The Temple of Hadad-Ramman continued to serve a central role in the city, and when the Roman Empire conquered Damascus in 64 BCE, they assimilated Hadad with their own god of thunder, Jupiter. Thus, they engaged in a project to reconfigure and expand the temple under the direction of Damascus-born architect Apollodorus, who created and executed the new design.

The new Temple of Jupiter became the center of the imperial cult of Jupiter and was served as a response to the Second Temple in Jerusalem. The Temple of Jupiter would attain further additions during the early Roman period, mostly initiated by high priests who collected contributions from the wealthy citizens of Damascus. The eastern gateway of the courtyard was expanded during the reign of Septimius Severus (). By the 4th century, the temple was especially renowned for its size and beauty. It was separated from the city by two sets of walls. The first, wider wall spanned a wide area that included a market, and the second wall surrounded the actual sanctuary of Jupiter. It was the largest temple in Roman Syria.
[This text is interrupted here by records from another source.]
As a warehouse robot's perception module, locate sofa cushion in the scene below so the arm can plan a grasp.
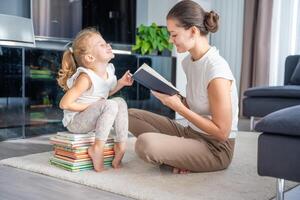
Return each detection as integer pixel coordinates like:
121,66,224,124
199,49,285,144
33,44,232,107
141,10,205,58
244,85,300,98
290,60,300,85
255,105,300,136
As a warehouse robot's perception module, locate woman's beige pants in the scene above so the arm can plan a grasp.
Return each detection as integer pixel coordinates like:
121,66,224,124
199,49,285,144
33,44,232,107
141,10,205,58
128,109,234,172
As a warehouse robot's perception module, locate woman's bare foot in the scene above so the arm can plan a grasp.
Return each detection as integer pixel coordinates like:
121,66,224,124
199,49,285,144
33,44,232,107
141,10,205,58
112,142,126,169
88,140,105,172
173,167,190,174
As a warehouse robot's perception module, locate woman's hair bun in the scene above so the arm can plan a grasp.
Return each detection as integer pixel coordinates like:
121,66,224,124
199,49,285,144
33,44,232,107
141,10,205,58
204,11,219,33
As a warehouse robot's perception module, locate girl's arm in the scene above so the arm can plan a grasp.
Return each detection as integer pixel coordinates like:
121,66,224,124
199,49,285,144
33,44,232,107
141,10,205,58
109,70,133,96
154,78,232,141
59,73,92,112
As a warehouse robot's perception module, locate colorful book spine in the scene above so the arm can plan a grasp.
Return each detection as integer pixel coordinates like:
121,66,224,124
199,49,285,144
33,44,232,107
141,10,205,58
49,132,115,172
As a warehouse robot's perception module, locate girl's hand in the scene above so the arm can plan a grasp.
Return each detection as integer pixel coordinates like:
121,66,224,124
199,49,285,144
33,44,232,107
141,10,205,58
118,70,133,86
151,90,185,111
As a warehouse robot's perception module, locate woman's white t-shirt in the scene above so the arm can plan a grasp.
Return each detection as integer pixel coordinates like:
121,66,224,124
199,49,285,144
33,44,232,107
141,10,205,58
182,47,238,138
62,63,117,127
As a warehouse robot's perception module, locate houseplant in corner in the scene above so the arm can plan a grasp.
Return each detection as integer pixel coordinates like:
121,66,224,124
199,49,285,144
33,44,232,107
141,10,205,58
132,23,173,55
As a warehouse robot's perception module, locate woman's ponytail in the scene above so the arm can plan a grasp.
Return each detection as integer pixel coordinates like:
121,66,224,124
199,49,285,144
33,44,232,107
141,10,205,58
204,11,219,33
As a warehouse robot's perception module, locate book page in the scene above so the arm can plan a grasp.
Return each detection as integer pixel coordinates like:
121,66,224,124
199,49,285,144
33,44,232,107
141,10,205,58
135,63,178,91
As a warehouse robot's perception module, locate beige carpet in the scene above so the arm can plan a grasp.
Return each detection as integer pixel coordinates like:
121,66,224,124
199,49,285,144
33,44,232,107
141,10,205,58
0,132,296,200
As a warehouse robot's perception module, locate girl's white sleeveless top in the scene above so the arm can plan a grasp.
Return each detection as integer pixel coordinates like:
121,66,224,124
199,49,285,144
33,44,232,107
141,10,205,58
62,63,117,127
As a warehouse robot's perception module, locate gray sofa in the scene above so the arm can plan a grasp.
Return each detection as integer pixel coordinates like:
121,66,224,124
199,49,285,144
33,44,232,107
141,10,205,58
243,55,300,130
255,106,300,200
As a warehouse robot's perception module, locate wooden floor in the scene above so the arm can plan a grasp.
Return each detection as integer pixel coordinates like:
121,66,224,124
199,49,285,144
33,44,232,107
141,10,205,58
0,137,132,200
0,120,300,200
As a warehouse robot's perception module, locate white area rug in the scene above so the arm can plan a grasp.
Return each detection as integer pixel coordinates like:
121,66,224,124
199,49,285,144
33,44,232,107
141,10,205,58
0,132,296,200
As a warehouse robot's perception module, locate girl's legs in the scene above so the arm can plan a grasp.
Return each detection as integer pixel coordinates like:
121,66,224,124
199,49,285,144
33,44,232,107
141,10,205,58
112,97,128,168
67,100,118,172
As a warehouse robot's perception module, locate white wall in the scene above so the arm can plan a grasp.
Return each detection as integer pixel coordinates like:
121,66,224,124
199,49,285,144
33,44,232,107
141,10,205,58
211,0,244,92
137,0,244,118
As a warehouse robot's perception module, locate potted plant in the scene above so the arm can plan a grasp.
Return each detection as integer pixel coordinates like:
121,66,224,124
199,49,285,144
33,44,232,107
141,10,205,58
132,23,173,55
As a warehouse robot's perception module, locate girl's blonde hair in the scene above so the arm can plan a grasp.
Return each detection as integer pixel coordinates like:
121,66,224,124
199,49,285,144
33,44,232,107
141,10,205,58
57,28,101,91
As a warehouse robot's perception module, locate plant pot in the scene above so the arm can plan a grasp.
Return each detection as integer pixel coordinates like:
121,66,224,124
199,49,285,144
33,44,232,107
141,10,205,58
158,49,172,57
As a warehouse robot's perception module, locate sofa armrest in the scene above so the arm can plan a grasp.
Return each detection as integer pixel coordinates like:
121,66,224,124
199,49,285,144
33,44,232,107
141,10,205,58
255,105,300,137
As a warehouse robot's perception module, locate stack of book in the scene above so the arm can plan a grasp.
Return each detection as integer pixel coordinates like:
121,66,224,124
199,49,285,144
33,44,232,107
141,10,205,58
50,132,114,172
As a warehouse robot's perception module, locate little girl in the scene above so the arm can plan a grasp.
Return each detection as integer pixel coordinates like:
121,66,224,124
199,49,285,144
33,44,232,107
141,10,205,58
57,28,133,172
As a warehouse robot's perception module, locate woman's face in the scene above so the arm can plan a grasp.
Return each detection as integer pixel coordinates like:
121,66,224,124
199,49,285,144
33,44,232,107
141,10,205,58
90,34,115,62
167,19,195,53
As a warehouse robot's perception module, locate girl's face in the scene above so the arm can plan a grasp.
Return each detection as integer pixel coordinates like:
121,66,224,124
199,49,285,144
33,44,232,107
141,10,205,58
90,34,115,62
167,19,195,53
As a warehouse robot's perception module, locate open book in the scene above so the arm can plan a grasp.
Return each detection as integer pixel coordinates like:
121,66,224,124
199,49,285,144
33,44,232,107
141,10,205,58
132,63,179,95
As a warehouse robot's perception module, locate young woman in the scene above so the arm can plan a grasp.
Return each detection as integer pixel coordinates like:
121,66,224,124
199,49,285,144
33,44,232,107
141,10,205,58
129,0,238,173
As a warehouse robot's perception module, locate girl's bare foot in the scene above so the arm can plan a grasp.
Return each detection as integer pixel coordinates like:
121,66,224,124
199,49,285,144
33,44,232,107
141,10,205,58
88,140,105,172
112,142,126,169
173,167,190,174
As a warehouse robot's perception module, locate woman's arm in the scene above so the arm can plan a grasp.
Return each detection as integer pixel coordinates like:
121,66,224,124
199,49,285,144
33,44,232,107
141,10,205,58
178,78,232,141
153,78,232,141
59,73,92,112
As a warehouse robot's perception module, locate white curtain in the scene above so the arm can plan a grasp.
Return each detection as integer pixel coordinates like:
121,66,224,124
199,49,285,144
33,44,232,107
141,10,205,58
269,0,300,85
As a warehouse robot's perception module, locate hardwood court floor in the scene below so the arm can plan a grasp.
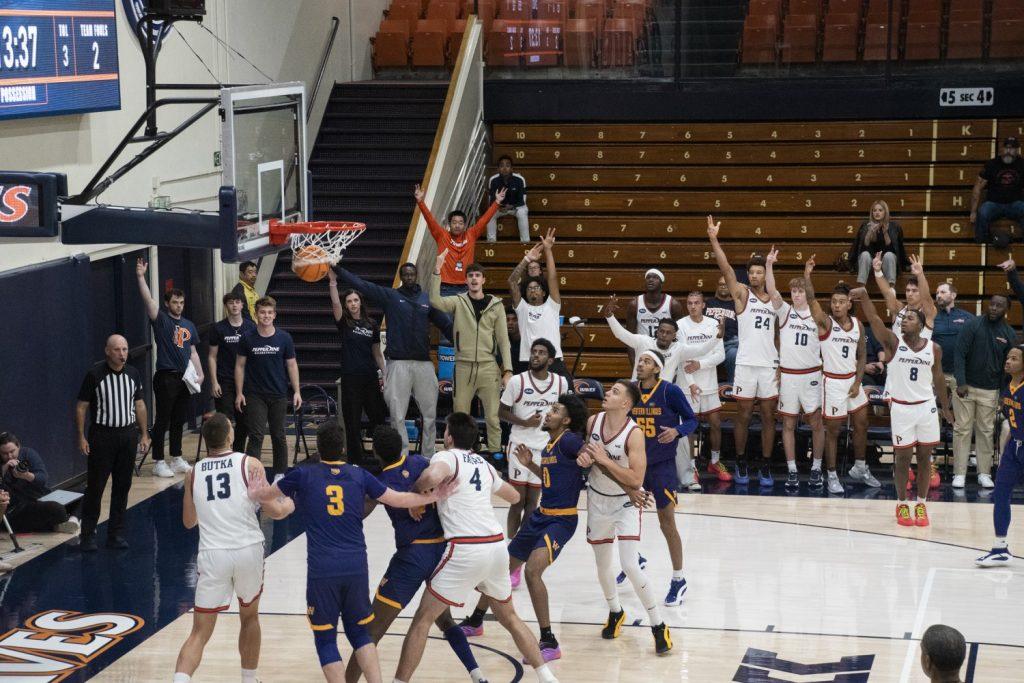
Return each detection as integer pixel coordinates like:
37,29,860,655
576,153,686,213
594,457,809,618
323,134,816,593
95,496,1024,683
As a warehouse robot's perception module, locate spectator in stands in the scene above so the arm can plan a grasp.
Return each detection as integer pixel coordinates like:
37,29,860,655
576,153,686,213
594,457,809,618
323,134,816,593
430,250,512,453
921,624,967,683
335,263,452,458
231,261,259,325
953,294,1017,488
414,185,505,296
487,155,529,244
0,432,81,533
328,268,385,465
234,297,302,475
509,228,572,380
705,278,739,384
135,258,203,477
849,200,910,286
932,283,974,488
971,137,1024,247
In 391, the Temple of Jupiter was converted into a cathedral by the Christian emperor Theodosius I (). It served as the seat of the Bishop of Damascus, who ranked second within the Patriarchate of Antioch after the patriarch himself.

Umayyad construction

Foundation and construction 

Damascus was captured by Muslim Arab forces led by Khalid ibn al-Walid in 634. In 661, the Islamic Caliphate came under the rule of the Umayyad dynasty, which chose Damascus to be the administrative capital of the Muslim world. The Byzantine cathedral had remained in use by the local Christians, but a prayer room (musalla) for Muslims was constructed on the southeastern part of the building. The musalla did not have the capacity to house the rapidly growing number of Muslim worshippers in Damascus. The city otherwise lacked sufficient free space for a large congregational mosque. The sixth Umayyad caliph, al-Walid I (r. 705–715), resolved to construct such a mosque on the site of the cathedral in 706.

Al-Walid personally supervised the project and had most of the cathedral, including the musalla, demolished. The construction of the mosque completely altered the layout of the building, though it preserved the outer walls of the temenos (sanctuary or inner enclosure) of the Roman-era temple. While the church (and the temples before it) had the main building located at the centre of the rectangular enclosure, the mosque's prayer hall is placed against its south wall. The architect recycled the columns and arcades of the church, dismantling and repositioning them in the new structure. Professor Alain George has re-examined the architecture and design of this first mosque on the site via three previously untranslated poems and the descriptions of medieval scholars. Besides its use as a large congregational mosque for the Damascenes, the new house of worship was meant as a tribute to the city.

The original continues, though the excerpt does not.